Governar devia ser dar sentido, decidir sob condições morais e responder pelas consequências das decisões. Um ministro que fala apenas de indicadores e projectos sem discutir prioridades e valores não está a governar, mas, sim, a administrar. E faz da república uma empresa pública. Fazer diferente, nas circunstâncias actuais, tinha de significar repensar o poder, pois repolitizar a governação é restituir ao Estado a consciência de que a legitimidade precede a eficiência.
O discurso do ministro é, portanto, o retrato duma mentalidade política que substituiu o ideal de soberania pelo ideal de performance. Ao esconder o poder atrás da linguagem da gestão, o Estado protege-se do julgamento público e perpetua o seu próprio silêncio. Esse é o paradoxo que vivemos. Quanto mais falamos de eficiência, menos nos entendemos como república. Giramos em círculos cada vez mais bem desenhados e cada vez mais longe das pessoas.
Kasswamy Tivane
Ao longo dos 50 anos tudo de bom que os nossos ouvidos já ouviram, se tudo tivéssemos materializado, mesmo as almas e os Anjos do paraíso trocariam o paraíso e virem morar em Moçambique.
Somos recordistas em discursos e relatório vazios.

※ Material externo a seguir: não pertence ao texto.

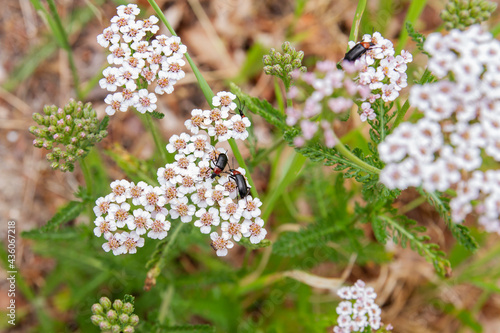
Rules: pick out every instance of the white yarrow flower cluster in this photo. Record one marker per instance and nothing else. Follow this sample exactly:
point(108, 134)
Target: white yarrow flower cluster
point(359, 310)
point(191, 189)
point(461, 125)
point(330, 93)
point(129, 212)
point(140, 60)
point(381, 71)
point(216, 122)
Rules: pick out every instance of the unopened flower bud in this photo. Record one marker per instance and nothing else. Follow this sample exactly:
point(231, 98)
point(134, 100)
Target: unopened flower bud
point(118, 304)
point(123, 318)
point(104, 325)
point(134, 320)
point(111, 314)
point(38, 118)
point(128, 329)
point(96, 319)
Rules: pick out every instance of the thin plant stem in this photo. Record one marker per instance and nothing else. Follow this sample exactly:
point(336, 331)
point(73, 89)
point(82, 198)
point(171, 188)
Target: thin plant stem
point(290, 175)
point(66, 46)
point(88, 184)
point(156, 138)
point(353, 158)
point(360, 9)
point(208, 93)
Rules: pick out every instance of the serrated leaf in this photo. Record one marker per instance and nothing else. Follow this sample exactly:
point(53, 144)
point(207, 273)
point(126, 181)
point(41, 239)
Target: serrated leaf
point(189, 328)
point(157, 115)
point(262, 108)
point(103, 125)
point(417, 37)
point(66, 213)
point(38, 234)
point(460, 232)
point(294, 243)
point(379, 230)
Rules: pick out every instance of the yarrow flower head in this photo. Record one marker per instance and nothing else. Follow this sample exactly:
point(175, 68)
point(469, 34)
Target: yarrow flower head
point(142, 59)
point(116, 317)
point(359, 310)
point(460, 126)
point(193, 189)
point(462, 14)
point(380, 70)
point(325, 94)
point(70, 132)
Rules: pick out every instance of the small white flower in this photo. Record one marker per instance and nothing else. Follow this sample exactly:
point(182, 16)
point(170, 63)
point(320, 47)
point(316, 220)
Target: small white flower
point(207, 219)
point(150, 24)
point(256, 232)
point(116, 103)
point(147, 101)
point(230, 210)
point(119, 52)
point(233, 229)
point(120, 190)
point(102, 204)
point(152, 197)
point(103, 226)
point(113, 244)
point(177, 49)
point(198, 145)
point(221, 243)
point(196, 122)
point(167, 175)
point(129, 11)
point(141, 222)
point(179, 143)
point(180, 208)
point(165, 84)
point(136, 192)
point(130, 242)
point(107, 37)
point(250, 207)
point(133, 31)
point(159, 227)
point(239, 127)
point(203, 195)
point(173, 67)
point(188, 180)
point(224, 100)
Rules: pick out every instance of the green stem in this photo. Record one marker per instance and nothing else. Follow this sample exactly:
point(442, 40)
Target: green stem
point(207, 91)
point(357, 20)
point(86, 175)
point(353, 158)
point(402, 112)
point(289, 176)
point(66, 46)
point(156, 138)
point(416, 8)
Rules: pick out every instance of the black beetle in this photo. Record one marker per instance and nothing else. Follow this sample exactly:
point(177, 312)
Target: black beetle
point(357, 51)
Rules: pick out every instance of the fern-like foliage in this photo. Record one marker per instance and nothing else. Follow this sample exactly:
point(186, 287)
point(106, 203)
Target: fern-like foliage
point(404, 231)
point(416, 37)
point(460, 232)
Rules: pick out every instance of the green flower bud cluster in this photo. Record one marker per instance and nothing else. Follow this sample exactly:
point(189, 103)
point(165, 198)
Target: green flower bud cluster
point(283, 64)
point(69, 133)
point(459, 14)
point(115, 318)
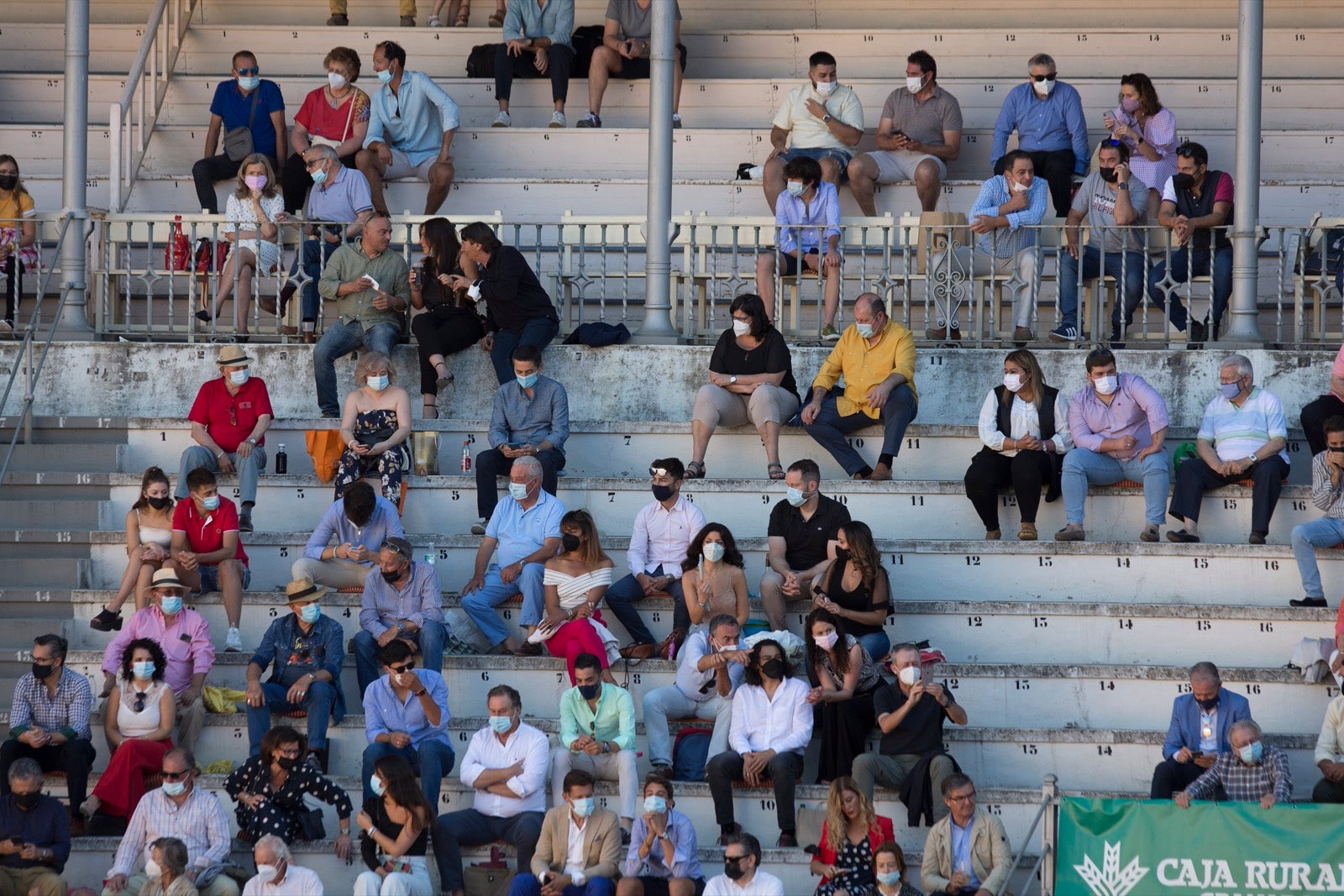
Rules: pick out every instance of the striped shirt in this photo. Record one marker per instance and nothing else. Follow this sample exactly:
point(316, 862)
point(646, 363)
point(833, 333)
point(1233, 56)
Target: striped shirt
point(67, 712)
point(1236, 432)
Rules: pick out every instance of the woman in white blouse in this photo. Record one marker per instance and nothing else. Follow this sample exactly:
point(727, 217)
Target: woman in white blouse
point(1025, 426)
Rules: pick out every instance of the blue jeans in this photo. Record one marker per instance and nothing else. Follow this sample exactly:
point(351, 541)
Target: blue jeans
point(1084, 466)
point(318, 701)
point(480, 605)
point(622, 597)
point(430, 638)
point(1126, 268)
point(1184, 261)
point(1319, 533)
point(539, 332)
point(528, 886)
point(340, 340)
point(430, 761)
point(830, 427)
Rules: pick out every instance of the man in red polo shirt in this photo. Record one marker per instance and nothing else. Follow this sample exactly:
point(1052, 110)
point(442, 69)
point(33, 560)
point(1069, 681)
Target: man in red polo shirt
point(206, 550)
point(228, 422)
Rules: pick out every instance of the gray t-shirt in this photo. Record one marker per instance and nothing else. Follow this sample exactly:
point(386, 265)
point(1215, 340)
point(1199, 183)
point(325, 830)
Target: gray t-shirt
point(922, 121)
point(1097, 201)
point(635, 22)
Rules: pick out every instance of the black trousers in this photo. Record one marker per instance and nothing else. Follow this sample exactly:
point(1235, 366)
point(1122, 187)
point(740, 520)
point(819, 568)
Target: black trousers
point(1194, 479)
point(1315, 417)
point(990, 470)
point(559, 60)
point(783, 772)
point(74, 758)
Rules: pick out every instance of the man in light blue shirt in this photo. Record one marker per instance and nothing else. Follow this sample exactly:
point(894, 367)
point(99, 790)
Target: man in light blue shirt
point(526, 528)
point(1048, 118)
point(405, 139)
point(407, 715)
point(1005, 217)
point(360, 521)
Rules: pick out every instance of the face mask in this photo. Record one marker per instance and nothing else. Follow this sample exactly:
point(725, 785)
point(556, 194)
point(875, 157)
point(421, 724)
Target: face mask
point(1106, 385)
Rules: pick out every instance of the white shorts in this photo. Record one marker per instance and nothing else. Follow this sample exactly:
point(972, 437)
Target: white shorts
point(900, 164)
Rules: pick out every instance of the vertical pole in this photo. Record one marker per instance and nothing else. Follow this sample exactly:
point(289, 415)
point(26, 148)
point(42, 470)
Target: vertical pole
point(74, 190)
point(1250, 35)
point(658, 228)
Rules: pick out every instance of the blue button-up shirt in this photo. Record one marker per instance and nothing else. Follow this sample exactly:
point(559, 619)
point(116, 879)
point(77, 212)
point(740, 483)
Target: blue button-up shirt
point(994, 194)
point(407, 120)
point(522, 532)
point(1043, 125)
point(296, 653)
point(531, 421)
point(385, 605)
point(335, 524)
point(385, 712)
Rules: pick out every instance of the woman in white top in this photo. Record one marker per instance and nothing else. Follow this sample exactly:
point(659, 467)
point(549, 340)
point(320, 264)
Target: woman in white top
point(575, 582)
point(139, 720)
point(148, 537)
point(250, 226)
point(1025, 426)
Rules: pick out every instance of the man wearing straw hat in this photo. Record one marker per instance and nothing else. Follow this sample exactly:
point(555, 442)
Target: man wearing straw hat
point(228, 422)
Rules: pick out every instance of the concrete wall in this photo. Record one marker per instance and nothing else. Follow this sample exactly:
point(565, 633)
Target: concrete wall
point(617, 383)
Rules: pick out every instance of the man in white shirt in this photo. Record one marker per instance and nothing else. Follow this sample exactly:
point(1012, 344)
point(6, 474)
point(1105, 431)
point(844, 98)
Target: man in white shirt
point(663, 533)
point(709, 672)
point(743, 875)
point(277, 876)
point(506, 765)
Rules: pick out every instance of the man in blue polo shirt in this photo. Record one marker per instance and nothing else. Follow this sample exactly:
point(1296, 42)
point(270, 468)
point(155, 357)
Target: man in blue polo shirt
point(244, 102)
point(526, 528)
point(407, 139)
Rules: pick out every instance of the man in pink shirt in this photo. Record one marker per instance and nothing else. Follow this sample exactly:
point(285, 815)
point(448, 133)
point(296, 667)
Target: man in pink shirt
point(185, 637)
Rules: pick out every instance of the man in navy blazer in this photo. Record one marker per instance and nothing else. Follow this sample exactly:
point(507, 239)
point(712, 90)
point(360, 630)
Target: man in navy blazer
point(1200, 721)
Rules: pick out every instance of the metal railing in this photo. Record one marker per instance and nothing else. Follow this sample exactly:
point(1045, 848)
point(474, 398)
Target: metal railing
point(134, 117)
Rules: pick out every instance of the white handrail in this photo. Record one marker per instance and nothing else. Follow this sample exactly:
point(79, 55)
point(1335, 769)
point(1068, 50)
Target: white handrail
point(134, 117)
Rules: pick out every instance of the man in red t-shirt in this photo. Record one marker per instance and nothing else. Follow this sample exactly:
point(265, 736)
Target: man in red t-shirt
point(228, 422)
point(206, 550)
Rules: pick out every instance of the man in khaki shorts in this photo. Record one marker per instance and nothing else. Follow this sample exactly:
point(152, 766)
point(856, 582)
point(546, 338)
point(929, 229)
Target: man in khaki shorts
point(918, 134)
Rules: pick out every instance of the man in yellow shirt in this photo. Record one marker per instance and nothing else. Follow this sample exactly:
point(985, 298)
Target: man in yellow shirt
point(877, 358)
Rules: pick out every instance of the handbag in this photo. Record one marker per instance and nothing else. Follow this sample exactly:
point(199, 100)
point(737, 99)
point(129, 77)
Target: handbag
point(239, 140)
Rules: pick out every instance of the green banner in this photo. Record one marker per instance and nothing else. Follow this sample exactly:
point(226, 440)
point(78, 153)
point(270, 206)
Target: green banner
point(1155, 848)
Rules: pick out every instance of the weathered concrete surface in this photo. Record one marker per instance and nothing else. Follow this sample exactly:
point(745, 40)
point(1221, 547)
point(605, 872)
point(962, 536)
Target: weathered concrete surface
point(617, 383)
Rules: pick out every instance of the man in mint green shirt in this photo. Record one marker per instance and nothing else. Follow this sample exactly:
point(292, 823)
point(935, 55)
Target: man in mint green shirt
point(370, 289)
point(597, 734)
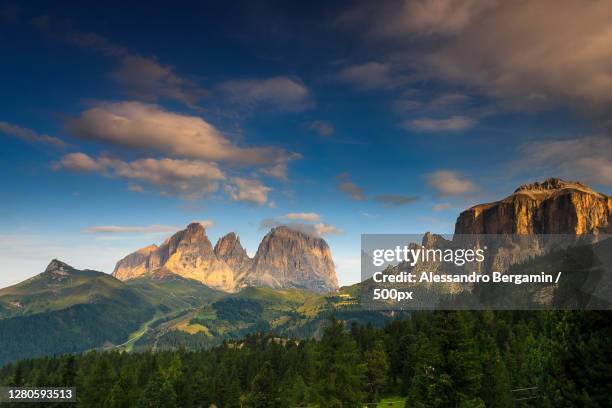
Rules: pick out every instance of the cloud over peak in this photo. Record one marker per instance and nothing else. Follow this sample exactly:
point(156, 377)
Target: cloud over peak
point(450, 183)
point(248, 190)
point(149, 127)
point(186, 178)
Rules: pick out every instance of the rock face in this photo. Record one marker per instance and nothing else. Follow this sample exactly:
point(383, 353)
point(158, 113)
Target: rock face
point(533, 220)
point(285, 259)
point(229, 249)
point(554, 206)
point(188, 253)
point(290, 258)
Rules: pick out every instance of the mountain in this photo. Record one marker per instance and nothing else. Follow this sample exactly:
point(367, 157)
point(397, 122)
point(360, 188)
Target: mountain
point(65, 310)
point(229, 249)
point(286, 258)
point(188, 253)
point(554, 206)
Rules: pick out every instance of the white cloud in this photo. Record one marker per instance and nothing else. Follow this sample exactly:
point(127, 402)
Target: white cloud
point(350, 188)
point(252, 191)
point(185, 178)
point(450, 183)
point(79, 162)
point(135, 188)
point(147, 79)
point(146, 229)
point(278, 171)
point(282, 93)
point(303, 216)
point(150, 127)
point(453, 124)
point(29, 135)
point(587, 159)
point(316, 229)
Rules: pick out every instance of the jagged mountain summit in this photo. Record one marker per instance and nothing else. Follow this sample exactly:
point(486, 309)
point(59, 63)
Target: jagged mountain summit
point(554, 206)
point(229, 249)
point(285, 259)
point(291, 258)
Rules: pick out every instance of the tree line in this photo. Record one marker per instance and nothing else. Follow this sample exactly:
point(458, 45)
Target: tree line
point(462, 359)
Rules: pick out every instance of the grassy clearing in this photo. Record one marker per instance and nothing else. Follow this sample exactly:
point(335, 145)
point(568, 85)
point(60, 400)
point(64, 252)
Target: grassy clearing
point(392, 402)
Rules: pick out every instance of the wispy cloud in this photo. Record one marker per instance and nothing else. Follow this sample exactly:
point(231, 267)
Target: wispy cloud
point(303, 216)
point(395, 200)
point(350, 188)
point(308, 226)
point(441, 207)
point(248, 190)
point(150, 127)
point(322, 127)
point(450, 183)
point(452, 124)
point(372, 75)
point(281, 93)
point(186, 178)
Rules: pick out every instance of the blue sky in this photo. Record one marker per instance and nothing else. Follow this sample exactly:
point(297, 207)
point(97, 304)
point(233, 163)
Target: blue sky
point(120, 124)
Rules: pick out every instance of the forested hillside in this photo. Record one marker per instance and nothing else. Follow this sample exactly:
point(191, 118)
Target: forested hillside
point(434, 359)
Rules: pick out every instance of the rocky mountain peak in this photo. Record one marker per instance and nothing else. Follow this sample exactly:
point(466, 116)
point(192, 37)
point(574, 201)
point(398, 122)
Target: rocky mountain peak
point(58, 267)
point(552, 184)
point(285, 258)
point(554, 206)
point(290, 258)
point(233, 253)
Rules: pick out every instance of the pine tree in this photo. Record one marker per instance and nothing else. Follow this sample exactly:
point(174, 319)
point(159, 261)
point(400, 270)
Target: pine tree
point(340, 371)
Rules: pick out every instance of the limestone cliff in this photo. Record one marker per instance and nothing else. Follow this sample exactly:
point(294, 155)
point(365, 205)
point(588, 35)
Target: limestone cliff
point(290, 258)
point(554, 206)
point(286, 258)
point(229, 249)
point(188, 253)
point(535, 219)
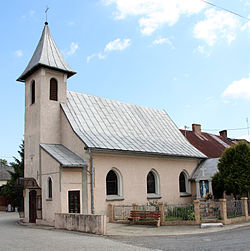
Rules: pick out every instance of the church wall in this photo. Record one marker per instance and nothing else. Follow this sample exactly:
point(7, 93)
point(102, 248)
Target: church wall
point(50, 168)
point(71, 181)
point(73, 142)
point(134, 171)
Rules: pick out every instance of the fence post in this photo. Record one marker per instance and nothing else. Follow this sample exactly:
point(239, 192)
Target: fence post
point(245, 207)
point(161, 209)
point(111, 212)
point(197, 211)
point(223, 210)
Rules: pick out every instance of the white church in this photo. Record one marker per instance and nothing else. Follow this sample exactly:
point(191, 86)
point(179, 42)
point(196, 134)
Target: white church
point(83, 152)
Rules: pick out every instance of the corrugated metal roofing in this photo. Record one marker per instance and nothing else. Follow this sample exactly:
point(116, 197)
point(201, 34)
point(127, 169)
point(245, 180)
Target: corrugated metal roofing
point(211, 145)
point(206, 169)
point(48, 55)
point(63, 155)
point(106, 124)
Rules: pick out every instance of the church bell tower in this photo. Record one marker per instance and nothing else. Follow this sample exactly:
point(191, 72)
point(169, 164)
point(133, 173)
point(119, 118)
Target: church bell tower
point(45, 80)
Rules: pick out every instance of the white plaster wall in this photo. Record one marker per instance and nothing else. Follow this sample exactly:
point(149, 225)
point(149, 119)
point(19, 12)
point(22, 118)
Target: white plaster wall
point(134, 170)
point(71, 181)
point(50, 167)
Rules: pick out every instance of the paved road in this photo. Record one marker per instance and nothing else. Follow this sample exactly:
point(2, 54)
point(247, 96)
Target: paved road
point(236, 239)
point(16, 237)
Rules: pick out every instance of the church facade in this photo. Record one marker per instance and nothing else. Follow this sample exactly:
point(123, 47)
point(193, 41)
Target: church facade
point(83, 152)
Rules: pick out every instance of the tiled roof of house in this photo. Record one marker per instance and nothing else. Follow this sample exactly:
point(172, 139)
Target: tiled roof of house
point(47, 55)
point(4, 172)
point(210, 144)
point(63, 155)
point(105, 124)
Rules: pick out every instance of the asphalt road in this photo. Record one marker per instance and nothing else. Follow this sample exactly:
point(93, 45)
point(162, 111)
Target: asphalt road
point(16, 237)
point(236, 239)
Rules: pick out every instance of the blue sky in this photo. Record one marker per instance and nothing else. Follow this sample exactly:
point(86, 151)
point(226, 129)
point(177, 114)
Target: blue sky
point(186, 57)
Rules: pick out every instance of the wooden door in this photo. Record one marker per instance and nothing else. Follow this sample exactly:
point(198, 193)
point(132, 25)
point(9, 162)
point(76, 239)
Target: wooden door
point(74, 201)
point(32, 206)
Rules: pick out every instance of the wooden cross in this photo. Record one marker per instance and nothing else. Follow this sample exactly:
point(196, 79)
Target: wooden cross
point(47, 8)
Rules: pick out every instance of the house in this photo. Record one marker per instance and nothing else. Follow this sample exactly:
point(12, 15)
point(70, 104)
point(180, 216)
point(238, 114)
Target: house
point(83, 152)
point(212, 146)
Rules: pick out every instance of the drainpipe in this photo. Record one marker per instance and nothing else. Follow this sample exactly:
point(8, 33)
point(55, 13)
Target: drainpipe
point(91, 182)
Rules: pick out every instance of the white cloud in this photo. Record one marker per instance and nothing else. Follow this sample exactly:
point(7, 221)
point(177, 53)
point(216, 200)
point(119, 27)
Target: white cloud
point(238, 89)
point(153, 14)
point(73, 48)
point(18, 53)
point(163, 41)
point(217, 25)
point(115, 45)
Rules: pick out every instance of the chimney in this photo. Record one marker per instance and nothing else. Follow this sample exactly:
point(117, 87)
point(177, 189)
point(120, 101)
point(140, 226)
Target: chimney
point(196, 128)
point(223, 133)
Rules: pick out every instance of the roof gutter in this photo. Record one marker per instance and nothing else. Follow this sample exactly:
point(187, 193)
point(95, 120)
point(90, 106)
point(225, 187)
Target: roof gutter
point(91, 182)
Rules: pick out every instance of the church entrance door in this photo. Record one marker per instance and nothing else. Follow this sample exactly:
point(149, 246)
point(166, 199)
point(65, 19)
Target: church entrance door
point(32, 206)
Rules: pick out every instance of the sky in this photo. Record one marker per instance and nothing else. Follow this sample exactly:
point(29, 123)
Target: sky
point(187, 57)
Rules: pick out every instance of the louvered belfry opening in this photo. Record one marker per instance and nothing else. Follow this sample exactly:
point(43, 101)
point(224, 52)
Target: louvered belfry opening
point(53, 89)
point(33, 92)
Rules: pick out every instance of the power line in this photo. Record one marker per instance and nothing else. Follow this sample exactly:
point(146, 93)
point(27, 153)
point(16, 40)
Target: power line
point(231, 129)
point(227, 10)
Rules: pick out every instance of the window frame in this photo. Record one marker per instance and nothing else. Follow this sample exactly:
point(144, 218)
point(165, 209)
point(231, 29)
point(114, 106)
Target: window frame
point(119, 194)
point(157, 193)
point(53, 89)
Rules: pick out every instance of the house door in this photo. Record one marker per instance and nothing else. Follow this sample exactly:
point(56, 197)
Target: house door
point(74, 201)
point(32, 206)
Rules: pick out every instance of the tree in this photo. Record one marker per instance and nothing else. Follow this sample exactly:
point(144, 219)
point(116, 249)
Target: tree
point(234, 171)
point(3, 162)
point(10, 190)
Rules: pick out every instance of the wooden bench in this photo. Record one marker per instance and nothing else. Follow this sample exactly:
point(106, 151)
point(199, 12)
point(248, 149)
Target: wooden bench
point(145, 217)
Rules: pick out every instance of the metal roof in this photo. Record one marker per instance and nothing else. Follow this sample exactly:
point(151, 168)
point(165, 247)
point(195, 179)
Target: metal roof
point(206, 170)
point(4, 172)
point(112, 125)
point(47, 55)
point(63, 155)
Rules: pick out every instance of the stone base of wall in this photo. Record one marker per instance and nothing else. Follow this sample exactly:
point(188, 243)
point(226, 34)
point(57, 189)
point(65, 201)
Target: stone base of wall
point(95, 224)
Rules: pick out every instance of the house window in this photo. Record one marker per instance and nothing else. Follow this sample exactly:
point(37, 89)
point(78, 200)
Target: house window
point(53, 89)
point(182, 183)
point(153, 185)
point(32, 92)
point(111, 183)
point(114, 185)
point(74, 201)
point(49, 188)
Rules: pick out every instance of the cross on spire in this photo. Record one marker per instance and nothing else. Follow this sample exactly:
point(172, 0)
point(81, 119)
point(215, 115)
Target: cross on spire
point(46, 12)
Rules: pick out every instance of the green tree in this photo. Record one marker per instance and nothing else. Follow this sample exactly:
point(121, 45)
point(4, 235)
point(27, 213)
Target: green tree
point(234, 171)
point(10, 190)
point(3, 162)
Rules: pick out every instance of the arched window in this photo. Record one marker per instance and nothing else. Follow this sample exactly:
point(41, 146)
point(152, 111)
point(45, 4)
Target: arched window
point(182, 183)
point(151, 183)
point(111, 183)
point(53, 89)
point(32, 92)
point(49, 188)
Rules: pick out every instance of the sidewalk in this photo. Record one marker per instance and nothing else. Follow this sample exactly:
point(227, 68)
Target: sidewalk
point(115, 229)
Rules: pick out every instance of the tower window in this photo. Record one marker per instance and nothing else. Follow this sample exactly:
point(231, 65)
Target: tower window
point(33, 92)
point(53, 89)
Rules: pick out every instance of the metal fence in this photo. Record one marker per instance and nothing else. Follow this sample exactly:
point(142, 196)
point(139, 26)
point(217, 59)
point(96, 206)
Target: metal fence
point(122, 212)
point(234, 208)
point(183, 212)
point(210, 209)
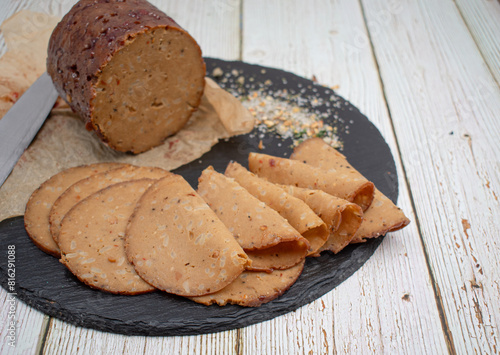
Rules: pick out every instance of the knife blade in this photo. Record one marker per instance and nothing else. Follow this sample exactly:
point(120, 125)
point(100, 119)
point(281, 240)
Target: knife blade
point(22, 122)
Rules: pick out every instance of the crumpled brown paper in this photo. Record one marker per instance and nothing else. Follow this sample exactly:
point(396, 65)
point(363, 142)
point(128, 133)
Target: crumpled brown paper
point(64, 142)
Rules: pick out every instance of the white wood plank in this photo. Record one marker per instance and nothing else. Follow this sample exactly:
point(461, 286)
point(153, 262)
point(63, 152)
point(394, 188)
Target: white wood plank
point(483, 20)
point(29, 325)
point(369, 312)
point(444, 105)
point(214, 24)
point(63, 338)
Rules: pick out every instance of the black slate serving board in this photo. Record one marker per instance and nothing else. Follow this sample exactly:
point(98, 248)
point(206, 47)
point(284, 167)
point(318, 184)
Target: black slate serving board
point(45, 284)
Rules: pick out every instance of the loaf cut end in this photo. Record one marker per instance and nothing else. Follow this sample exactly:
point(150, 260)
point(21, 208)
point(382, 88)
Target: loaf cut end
point(148, 90)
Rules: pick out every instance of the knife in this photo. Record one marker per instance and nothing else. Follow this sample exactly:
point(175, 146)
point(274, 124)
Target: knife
point(21, 123)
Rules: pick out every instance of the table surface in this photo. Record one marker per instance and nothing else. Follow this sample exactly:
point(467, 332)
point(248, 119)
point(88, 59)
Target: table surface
point(427, 74)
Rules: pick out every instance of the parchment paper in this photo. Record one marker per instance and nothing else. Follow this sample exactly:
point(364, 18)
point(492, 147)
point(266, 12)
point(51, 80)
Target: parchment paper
point(64, 142)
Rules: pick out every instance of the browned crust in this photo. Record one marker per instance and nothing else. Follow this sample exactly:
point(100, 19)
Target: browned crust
point(363, 196)
point(383, 231)
point(86, 39)
point(33, 238)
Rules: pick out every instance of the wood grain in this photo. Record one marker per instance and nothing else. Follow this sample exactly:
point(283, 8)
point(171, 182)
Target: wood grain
point(444, 104)
point(483, 21)
point(374, 310)
point(29, 323)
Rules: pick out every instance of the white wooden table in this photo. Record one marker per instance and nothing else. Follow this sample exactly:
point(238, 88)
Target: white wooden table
point(427, 74)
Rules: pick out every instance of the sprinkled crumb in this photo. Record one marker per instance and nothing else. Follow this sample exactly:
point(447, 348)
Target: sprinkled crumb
point(289, 120)
point(296, 114)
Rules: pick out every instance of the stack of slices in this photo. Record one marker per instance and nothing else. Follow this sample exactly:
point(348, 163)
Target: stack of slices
point(241, 238)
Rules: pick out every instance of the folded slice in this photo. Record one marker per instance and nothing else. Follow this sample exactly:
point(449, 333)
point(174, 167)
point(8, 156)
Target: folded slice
point(36, 215)
point(92, 239)
point(177, 244)
point(267, 238)
point(382, 217)
point(294, 210)
point(83, 188)
point(342, 217)
point(252, 289)
point(296, 173)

Casa jovem foi uma promessa do último mandato do pr. Chissano. Isto é; os primeiros jovens a habitarem nas ditas casas já seriam avós, já que gerar filhos sem planos é um dever obrigatório na nossa sociedade.
Armistício Mulande
Esses acham que podem governar este país a partir dos ministérios em Maputo, com essa linguagem de eficiência, padronização, etc. Estão enganados. Ao fim destes 5 anos, estaremos aqui, na mesma: sem eficiência, sem eficácia, e muitos rios de dinheiro gastos em instituições centralizadas que não respondem a nenhum dos desafios reais do país.
A única vez em que este país deu passos reais claros (2005-2014), foi quando o governo considerou o cidadão o centro da sua actuação governativa, ensaiou uma certa descentralização. É muito provável que os níveis de eficiência tenham sido baixos (duvido que tenha sido assim), mas o país começou a se sentir, o cidadão começou a ter alguma confiança no seu próprio país.
O país é vasto, não é possível administra-lo a partir de Maputo, num ministério ou num instituto público. Essa tecnicidade vai colocar os administradores distritais, presidentes de municípios, governadores e outros governantes locais na prateleira; não serão tidos nem achados nos processos governativos.
E mais, vê-se que há um défice técnico muito grande neste tal governo que se pretende tecnocrata. Então, como é que isto será?